Google Groups no longer supports new Usenet posts or subscriptions. Historical content remains viewable.

Dismiss

API OpenProcess blocking

26 views

Skip to first unread message

Mathieu

unread,

Nov 11, 2009, 6:24:41 PM11/11/09

Hello
Remember that I post the question on API writefile in blocking
the framework to map a logical drive in an image file management through
a process in user-mode by an intermediate of my driver.

The writefile is not blocking any more when I'm overlapped.

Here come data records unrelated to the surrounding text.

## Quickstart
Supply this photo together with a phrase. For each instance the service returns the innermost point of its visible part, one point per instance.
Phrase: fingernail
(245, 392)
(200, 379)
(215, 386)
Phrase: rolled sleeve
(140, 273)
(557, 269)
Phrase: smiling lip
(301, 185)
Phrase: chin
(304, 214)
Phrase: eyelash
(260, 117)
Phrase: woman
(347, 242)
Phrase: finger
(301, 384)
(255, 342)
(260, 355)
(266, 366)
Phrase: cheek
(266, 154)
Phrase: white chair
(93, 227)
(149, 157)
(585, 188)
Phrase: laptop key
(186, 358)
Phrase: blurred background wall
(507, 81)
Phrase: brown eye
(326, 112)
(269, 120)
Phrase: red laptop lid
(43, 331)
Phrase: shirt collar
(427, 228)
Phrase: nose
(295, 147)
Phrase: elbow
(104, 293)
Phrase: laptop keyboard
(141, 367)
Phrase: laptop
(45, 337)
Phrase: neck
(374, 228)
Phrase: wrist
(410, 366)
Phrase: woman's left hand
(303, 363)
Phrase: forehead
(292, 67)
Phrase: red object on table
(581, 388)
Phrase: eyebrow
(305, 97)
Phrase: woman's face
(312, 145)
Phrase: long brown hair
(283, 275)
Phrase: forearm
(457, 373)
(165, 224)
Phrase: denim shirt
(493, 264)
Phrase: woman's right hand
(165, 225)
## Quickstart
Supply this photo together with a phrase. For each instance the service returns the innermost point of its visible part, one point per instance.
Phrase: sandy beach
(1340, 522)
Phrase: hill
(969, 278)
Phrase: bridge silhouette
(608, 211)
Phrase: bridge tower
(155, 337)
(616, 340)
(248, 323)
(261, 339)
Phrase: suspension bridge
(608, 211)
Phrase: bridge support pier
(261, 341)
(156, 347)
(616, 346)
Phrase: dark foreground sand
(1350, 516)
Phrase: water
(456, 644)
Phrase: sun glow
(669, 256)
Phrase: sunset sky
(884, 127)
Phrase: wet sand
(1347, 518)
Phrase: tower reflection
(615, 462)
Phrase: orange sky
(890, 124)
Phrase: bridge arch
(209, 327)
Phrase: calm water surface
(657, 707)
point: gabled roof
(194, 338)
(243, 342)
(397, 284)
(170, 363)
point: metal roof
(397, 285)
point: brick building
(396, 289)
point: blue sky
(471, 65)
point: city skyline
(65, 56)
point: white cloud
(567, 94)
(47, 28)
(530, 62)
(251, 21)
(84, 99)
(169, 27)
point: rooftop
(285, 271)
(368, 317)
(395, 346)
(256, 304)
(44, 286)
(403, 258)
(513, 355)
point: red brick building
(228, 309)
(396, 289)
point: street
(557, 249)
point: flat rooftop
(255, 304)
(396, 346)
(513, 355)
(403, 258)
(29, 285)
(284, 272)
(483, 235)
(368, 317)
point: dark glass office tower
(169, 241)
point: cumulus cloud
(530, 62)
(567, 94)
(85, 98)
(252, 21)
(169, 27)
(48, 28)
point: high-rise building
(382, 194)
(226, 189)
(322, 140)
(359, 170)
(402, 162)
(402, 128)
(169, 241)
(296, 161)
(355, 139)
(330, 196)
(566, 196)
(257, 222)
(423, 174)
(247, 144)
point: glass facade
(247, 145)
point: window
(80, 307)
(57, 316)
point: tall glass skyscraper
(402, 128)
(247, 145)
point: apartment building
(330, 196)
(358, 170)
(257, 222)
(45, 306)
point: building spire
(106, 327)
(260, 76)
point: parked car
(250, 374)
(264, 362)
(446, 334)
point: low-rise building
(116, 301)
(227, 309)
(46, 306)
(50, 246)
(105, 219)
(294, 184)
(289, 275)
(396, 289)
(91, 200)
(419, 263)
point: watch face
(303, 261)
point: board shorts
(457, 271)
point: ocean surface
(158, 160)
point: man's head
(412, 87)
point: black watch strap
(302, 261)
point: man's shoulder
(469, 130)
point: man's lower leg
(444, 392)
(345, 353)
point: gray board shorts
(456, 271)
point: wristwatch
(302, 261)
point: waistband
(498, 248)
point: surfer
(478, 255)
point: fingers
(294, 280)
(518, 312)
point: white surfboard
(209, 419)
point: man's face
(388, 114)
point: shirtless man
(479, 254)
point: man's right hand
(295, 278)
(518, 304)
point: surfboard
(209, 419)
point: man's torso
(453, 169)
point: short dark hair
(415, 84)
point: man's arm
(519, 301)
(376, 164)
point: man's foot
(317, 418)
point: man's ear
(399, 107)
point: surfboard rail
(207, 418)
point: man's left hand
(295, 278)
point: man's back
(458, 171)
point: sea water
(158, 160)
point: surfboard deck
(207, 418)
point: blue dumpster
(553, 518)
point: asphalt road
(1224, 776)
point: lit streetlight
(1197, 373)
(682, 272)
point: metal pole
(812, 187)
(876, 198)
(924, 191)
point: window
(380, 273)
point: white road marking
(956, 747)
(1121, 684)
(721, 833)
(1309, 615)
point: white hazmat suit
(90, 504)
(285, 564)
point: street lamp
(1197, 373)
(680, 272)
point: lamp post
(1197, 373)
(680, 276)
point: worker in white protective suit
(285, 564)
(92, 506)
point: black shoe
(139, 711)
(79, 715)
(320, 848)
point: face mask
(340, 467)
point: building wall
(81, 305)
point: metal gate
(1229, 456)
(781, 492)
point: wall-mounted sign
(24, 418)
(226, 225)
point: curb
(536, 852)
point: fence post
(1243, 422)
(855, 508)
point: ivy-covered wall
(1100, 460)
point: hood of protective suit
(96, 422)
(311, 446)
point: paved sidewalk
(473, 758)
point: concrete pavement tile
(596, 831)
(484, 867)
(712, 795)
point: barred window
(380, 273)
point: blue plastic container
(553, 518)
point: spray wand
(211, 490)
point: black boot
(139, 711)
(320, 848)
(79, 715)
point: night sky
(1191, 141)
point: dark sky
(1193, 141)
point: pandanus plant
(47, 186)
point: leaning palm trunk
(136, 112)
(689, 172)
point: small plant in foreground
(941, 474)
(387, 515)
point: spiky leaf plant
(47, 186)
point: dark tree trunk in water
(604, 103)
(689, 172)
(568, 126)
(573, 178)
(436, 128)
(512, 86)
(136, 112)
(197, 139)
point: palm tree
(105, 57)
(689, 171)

But I use the API OpenProcess to get process name from a processID
retrieve via my driver.

The problem: the call to OpenProcess Windows will sometimes write to the
logical drive in question mapped in an image file managed by thread
calling in user-mode.
Windows try write on the logical letter in question during call api
OpenProcess ,in this case my driver returns him STATUS_PENDING of
IRP_MJ_WRITE because my management process image file is busy,
it is blocked on the OpenProcess API.
The command event of read / write is called once and only on one thread.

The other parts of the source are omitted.